# Cluster API Integration
# Cluster API Integration

Nstance implements a [Cluster API](https://cluster-api.sigs.k8s.io/) (CAPI) infrastructure provider to enable:

1. Integration with [Cluster Autoscaler](https://github.com/kubernetes/autoscaler/blob/master/cluster-autoscaler/cloudprovider/clusterapi/README.md) to drive scaling events for Nstance shard groups by adjusting the number of `MachinePool` replicas automatically.

2. Manually scaling Nstance shard groups by adjusting the number of `MachinePool` replicas e.g. via kubectl.

3. Creating on-demand instances via Pod annotations, where the Nstance Operator will then create the appropriate `Machine` resource for the Nstance Operator to assign and sync to a Nstance Server. This approach was taken to provide visibility to cluster administrators into requested (Machine) vs created (Node) instances.

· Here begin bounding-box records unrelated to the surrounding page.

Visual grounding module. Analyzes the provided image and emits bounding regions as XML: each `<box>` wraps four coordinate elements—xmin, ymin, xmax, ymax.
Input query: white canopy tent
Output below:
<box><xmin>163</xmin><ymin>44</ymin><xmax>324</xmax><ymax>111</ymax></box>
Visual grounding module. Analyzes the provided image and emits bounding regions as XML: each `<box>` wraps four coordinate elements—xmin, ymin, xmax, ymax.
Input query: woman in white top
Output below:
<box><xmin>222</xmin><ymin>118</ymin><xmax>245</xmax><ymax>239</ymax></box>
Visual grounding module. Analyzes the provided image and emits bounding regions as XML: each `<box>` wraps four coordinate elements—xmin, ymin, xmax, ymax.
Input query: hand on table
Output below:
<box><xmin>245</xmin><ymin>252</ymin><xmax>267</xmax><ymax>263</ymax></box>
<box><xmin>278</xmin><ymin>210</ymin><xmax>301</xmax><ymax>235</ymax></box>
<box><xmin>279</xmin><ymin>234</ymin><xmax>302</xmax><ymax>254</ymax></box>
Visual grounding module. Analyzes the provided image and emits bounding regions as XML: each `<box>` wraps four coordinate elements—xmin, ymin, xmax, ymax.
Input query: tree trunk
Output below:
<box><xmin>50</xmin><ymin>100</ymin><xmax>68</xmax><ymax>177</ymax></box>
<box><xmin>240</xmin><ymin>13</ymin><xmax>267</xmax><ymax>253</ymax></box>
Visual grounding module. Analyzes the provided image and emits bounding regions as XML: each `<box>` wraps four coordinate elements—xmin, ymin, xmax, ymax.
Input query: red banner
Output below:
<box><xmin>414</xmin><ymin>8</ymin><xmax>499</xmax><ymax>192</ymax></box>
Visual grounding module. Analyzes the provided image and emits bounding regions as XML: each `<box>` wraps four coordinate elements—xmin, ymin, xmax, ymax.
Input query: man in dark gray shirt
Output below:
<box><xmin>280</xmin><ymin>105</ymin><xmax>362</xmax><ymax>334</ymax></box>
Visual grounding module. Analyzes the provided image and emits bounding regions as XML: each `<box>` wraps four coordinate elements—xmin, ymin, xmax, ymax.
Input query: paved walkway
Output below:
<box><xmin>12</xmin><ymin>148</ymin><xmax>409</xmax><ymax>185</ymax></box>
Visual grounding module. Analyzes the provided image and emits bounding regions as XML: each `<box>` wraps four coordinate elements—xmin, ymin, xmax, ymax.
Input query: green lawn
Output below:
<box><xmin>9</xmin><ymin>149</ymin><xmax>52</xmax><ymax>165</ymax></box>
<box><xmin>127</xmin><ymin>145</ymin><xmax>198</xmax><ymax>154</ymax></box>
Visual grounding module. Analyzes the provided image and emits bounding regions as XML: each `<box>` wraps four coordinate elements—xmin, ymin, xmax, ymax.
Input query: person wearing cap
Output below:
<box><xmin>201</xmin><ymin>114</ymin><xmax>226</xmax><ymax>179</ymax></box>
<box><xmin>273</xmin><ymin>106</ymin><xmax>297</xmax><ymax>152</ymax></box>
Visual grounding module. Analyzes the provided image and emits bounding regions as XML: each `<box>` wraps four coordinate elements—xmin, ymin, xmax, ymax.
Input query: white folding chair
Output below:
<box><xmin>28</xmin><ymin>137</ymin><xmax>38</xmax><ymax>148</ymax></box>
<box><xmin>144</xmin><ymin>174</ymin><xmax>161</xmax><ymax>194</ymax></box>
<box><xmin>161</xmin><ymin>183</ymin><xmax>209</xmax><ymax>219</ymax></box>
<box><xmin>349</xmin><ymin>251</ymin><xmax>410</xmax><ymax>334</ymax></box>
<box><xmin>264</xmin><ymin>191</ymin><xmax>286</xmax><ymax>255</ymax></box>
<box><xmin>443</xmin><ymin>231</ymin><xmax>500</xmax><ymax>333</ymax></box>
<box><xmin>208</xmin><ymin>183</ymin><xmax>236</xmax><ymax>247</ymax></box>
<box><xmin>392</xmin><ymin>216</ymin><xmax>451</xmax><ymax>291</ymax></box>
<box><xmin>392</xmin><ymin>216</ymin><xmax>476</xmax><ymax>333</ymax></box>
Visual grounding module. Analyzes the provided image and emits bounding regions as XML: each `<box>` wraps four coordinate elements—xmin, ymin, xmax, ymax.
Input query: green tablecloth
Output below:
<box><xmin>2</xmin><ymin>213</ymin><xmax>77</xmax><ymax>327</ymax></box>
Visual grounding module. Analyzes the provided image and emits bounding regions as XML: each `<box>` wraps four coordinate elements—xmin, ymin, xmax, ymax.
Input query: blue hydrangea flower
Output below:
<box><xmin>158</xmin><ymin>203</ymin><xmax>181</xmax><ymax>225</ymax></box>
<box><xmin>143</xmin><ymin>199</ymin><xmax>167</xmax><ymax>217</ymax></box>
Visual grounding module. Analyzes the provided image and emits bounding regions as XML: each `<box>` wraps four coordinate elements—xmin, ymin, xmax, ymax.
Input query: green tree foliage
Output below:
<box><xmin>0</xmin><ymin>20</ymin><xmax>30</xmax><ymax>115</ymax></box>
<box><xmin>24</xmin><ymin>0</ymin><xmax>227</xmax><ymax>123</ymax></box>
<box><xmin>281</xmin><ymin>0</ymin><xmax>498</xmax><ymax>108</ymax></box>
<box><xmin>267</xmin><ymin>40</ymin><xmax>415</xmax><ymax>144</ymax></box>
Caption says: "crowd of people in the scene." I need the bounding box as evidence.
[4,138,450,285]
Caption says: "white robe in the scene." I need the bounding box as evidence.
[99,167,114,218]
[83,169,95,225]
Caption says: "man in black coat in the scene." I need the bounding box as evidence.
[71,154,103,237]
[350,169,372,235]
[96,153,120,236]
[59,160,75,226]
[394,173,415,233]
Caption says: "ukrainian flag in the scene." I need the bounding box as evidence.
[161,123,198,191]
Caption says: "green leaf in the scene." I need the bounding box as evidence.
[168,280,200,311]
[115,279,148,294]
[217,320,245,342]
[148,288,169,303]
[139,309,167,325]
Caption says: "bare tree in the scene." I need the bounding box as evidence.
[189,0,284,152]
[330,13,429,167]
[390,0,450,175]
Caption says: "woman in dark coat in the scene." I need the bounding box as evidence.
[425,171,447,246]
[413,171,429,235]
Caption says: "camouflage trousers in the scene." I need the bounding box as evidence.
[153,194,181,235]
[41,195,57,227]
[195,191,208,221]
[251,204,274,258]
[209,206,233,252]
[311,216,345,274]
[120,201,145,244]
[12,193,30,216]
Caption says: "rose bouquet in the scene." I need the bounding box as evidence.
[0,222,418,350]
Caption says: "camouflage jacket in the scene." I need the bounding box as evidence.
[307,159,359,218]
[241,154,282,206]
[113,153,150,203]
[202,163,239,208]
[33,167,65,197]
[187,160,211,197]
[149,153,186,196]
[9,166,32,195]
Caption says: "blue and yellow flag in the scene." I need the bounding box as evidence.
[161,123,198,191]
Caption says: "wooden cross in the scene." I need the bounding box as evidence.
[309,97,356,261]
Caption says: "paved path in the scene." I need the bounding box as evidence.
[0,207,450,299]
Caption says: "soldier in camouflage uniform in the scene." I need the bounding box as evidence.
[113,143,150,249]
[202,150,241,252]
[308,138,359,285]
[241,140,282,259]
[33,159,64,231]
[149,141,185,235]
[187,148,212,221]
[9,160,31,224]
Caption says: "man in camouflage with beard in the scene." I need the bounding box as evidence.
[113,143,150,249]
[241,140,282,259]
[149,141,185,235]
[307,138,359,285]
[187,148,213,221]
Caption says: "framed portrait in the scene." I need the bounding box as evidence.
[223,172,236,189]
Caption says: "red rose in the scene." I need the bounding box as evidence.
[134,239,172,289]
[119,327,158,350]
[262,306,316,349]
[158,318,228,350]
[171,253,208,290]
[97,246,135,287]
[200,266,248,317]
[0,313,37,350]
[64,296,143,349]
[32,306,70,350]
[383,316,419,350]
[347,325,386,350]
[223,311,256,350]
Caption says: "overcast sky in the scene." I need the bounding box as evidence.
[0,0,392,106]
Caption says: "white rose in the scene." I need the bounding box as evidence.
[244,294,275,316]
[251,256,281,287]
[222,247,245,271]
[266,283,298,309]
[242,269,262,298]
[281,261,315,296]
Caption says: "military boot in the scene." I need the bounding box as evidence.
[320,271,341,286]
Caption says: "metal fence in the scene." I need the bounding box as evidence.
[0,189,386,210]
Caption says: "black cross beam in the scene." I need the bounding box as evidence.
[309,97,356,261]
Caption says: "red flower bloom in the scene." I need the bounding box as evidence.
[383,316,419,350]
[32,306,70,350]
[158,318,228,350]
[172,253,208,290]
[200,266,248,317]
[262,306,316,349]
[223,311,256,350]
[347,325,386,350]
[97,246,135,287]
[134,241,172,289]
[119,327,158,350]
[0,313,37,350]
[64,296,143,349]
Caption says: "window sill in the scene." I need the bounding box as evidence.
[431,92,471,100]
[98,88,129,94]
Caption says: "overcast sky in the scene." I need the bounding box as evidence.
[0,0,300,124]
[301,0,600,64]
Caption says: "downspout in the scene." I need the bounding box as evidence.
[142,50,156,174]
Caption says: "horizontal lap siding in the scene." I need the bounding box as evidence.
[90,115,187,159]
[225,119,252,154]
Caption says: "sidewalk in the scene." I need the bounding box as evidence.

Nstance does not provision control planes, however to satisfy CAPI contract requirements and enable the CAPI controllers to function correctly, cluster-level CAPI resources (`Cluster` / `NstanceCluster`) are created by Nstance.

## Deployment Scenarios

Cluster API has the concept of a "management" cluster, and a "workload" cluster, in which there are two deployment scenarios Nstance supports...

### Self-managed clusters

The CAPI operator runs inside the same cluster it manages.

CAPI's [runningOnWorkloadCluster](https://github.com/kubernetes-sigs/cluster-api/blob/main/controllers/clustercache/cluster_accessor_client.go#L145) check detects this by finding a matching CAPI controller pod UID and switches to in-cluster credentials. The kubeconfig SA token is only used for the initial health probe and pod lookup.

### External clusters

The CAPI operator manages instances on a different cluster.

The kubeconfig points to the management cluster (where CAPI runs), not the workload cluster. `runningOnWorkloadCluster` returns false (pod not found, 404) and CAPI uses the SA token for all workload cluster API calls.

## Custom Resource Types

Nstance defines four CAPI infrastructure provider CRDs:

| CRD | CAPI Contract | Purpose |
|-----|--------------|---------|
| `NstanceCluster` | InfraCluster | Stub that satisfies CAPI's cluster infrastructure ref requirement |
| `NstanceMachinePool` | InfraMachinePool | Maps an Nstance Group to a CAPI MachinePool, distributing replicas across zone shards |
| `NstanceMachine` | InfraMachine | Represents a single Nstance instance (used for on-demand nodes) |
| `NstanceMachineTemplate` | InfraMachineTemplate | Immutable template for stamping out Machine/NstanceMachine pairs |

In addition to the CAPI infrastructure provider CRDs, Nstance maintains its own `NstanceShardGroup` CRD, which the `NstanceMachinePool` effectively aggregates

- For example, if you have two shards both with a "test" group with 1 instance each, you will have two `NstanceShardGroup` resources with 1 instance in each, and these will map to a single `NstanceMachinePool` with 2 replicas.
- This approach was taken to provide visibility to cluster administrators into the aggregated vs distributed replicas count (rather than doing the (dis-)aggregation only at runtime).

## CAPI Cluster Resource

CAPI requires a `Cluster` resource as the ownership root for MachinePools and Machines. The operator creates this automatically on startup via `ensureCAPICluster` in the leader manager. The cluster name is derived from operator config as `<cluster_id>--<tenant_id>`. Note that neither cluster ID or tenant ID can contain consecutive hyphens.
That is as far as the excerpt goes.